Out stepped this tall, good-looking dude with an Afro that was almost as impressive as ours. He was engaged in a full-on sulk with an adult – I think it was his mother – about not wanting to go to this lousy school, he didn’t like it, and it was too far from home (he lived in Hancock Park).
Then, he turned and spotted Tito. ‘Wait … You all at this school?’
‘Yeah – except Jackie,’ said Tito.
I have never seen a kid switch so fast from sulks to smiles. Before we knew it, John McClain, the funeral director’s son, was standing on the pavement waving off his mother, thinking he had arrived at the coolest school in the world. He became a friend for life and his constant presence at our house meant that we regarded him almost as an adopted brother. As a teenager, it was clear he had musical ambitions of his own as a guitarist/songwriter/composer, and he and Tito often jammed together. John shared Michael’s hunger to learn and he was fascinated by our Motown education. Whatever Mr Gordy taught us, I passed on to him. He had a mischievous side like Michael, so when those two got together, it was always double trouble.

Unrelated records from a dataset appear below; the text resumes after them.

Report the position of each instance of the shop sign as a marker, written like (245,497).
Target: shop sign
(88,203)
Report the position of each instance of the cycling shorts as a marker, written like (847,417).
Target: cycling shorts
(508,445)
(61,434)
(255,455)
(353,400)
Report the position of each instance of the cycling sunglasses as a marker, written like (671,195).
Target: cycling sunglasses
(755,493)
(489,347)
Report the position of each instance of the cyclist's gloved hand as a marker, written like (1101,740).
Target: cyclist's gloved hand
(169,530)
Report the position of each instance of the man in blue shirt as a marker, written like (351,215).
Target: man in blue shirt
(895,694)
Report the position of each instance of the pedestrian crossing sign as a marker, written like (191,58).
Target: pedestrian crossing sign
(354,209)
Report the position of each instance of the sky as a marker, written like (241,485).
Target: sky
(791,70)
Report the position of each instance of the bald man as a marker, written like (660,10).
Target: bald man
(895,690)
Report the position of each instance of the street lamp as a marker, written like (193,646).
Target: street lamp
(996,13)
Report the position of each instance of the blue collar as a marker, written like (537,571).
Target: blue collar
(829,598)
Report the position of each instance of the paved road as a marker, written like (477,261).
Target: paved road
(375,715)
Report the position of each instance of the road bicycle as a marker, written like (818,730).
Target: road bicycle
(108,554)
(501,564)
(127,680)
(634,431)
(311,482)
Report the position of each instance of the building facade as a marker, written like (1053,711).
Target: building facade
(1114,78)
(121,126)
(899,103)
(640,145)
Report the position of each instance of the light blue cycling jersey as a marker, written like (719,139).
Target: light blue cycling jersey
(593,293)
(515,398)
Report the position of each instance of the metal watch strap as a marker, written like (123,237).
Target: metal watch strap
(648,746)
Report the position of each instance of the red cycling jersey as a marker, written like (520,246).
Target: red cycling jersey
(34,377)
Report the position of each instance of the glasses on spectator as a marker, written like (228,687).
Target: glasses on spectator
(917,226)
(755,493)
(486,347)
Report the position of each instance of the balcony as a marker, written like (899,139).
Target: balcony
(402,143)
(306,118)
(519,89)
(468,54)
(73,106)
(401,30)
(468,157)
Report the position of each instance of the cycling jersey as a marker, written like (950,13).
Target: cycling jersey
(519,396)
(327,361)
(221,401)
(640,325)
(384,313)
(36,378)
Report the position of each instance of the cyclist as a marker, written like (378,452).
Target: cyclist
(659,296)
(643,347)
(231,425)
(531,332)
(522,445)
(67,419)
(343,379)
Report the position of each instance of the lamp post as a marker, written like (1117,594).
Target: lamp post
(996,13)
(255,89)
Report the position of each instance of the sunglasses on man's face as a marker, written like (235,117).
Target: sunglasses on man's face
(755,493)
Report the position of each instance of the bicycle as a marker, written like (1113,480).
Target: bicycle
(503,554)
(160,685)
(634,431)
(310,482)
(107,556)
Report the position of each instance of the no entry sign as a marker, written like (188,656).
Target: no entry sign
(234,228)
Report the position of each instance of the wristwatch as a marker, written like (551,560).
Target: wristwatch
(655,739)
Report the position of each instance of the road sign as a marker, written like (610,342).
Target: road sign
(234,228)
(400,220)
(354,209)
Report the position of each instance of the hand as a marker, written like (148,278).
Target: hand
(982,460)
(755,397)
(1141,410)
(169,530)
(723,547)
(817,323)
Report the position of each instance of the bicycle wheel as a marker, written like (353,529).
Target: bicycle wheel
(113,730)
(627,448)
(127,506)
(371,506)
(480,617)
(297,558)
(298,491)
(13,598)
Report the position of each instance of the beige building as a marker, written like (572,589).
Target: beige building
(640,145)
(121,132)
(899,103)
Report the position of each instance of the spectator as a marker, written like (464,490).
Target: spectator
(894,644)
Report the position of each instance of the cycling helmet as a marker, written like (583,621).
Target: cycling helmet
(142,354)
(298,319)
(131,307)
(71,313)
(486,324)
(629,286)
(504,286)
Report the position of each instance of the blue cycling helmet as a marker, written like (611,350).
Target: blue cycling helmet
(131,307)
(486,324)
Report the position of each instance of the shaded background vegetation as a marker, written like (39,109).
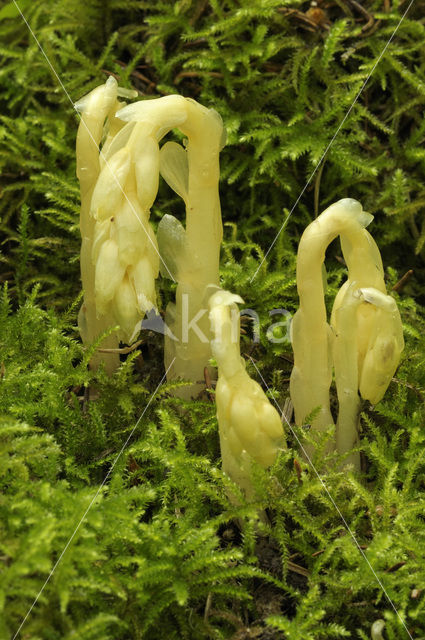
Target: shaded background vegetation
(158,554)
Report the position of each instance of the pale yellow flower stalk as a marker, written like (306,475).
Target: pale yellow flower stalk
(369,372)
(249,426)
(95,108)
(125,253)
(120,257)
(365,342)
(311,334)
(191,254)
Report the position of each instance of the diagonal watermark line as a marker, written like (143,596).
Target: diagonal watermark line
(92,138)
(341,124)
(338,510)
(92,501)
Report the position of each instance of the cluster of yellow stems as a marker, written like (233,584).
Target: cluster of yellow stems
(119,161)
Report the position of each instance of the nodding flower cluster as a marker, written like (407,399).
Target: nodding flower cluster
(364,339)
(119,161)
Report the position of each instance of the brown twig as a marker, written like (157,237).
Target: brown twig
(123,350)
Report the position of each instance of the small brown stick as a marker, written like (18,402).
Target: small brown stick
(123,350)
(196,74)
(207,606)
(395,567)
(296,568)
(208,383)
(366,14)
(317,188)
(403,280)
(419,392)
(288,410)
(298,470)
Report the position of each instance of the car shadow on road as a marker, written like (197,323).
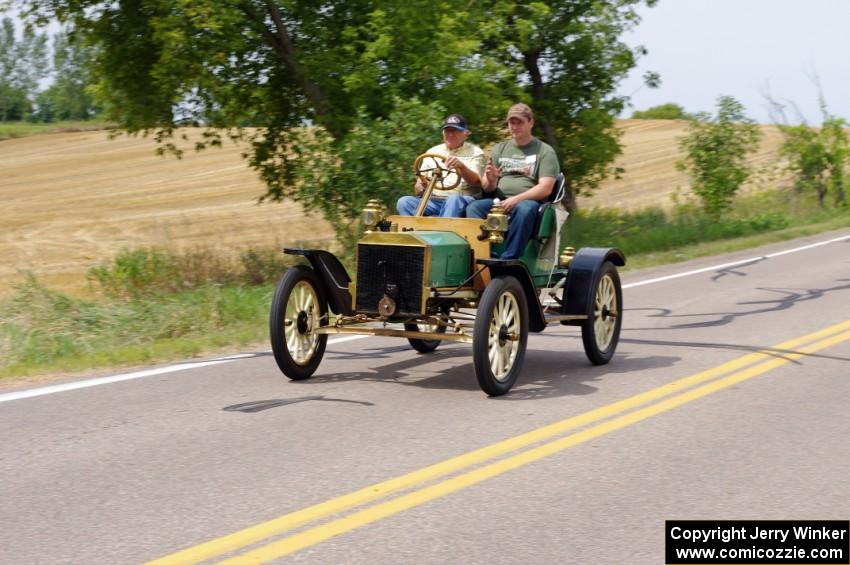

I was standing with them in the playground one afternoon when we saw this kid called George having a great time on the swings, about 50 yards away. ‘I bet you can’t throw this peach and hit him on top of the head!’ said Michael, daring me, forgetting my outfield accuracy.
‘How much?’
Michael knew he’d hooked
me. ‘Two bucks.’
Game on. He handed me the peach. I adjusted my eyes to the arcs of the pendulum called George and I took aim. The peach flew and … BOOM! George swung right into it.
Michael jumped up and down – like he used to during Katz Kittens games – then ran off as George wondered who and what had hit him.
Their biggest joke was on a mouthy kid called Sean and they decided he needed teaching a lesson. John, no doubt relying on skills learned in the funeral trade, dug a hole in the school grounds, about four feet deep. I didn’t witness how they got him in there, but Sean – all blond hair and Beatles cut – somehow ended up knelt in the hole as Michael and John kicked in the soil, burying him to his chest. Then, a teacher marched out.
‘Who did this? Get him out of there right now!’
It was one of those rare times when I heard a teacher use the admonishing words: ‘I’m surprised at you, Michael Jackson!’
Michael stuck to me like glue outside class. Wherever I looked, he was there, wearing his black velour hat, hanging in my shadow. There was one time when I thought I’d shaken him off. It was after a photography class and I’d disappeared with a girl who had invited me into the dark room because she said she wanted to kiss me. With the door shut, we were awkwardly overcoming our teenage shyness in the red luminescence, reaching the point where our lips were about to touch, when – ‘I CAUGHT YA! I CAUGHT YA!’ Michael burst in.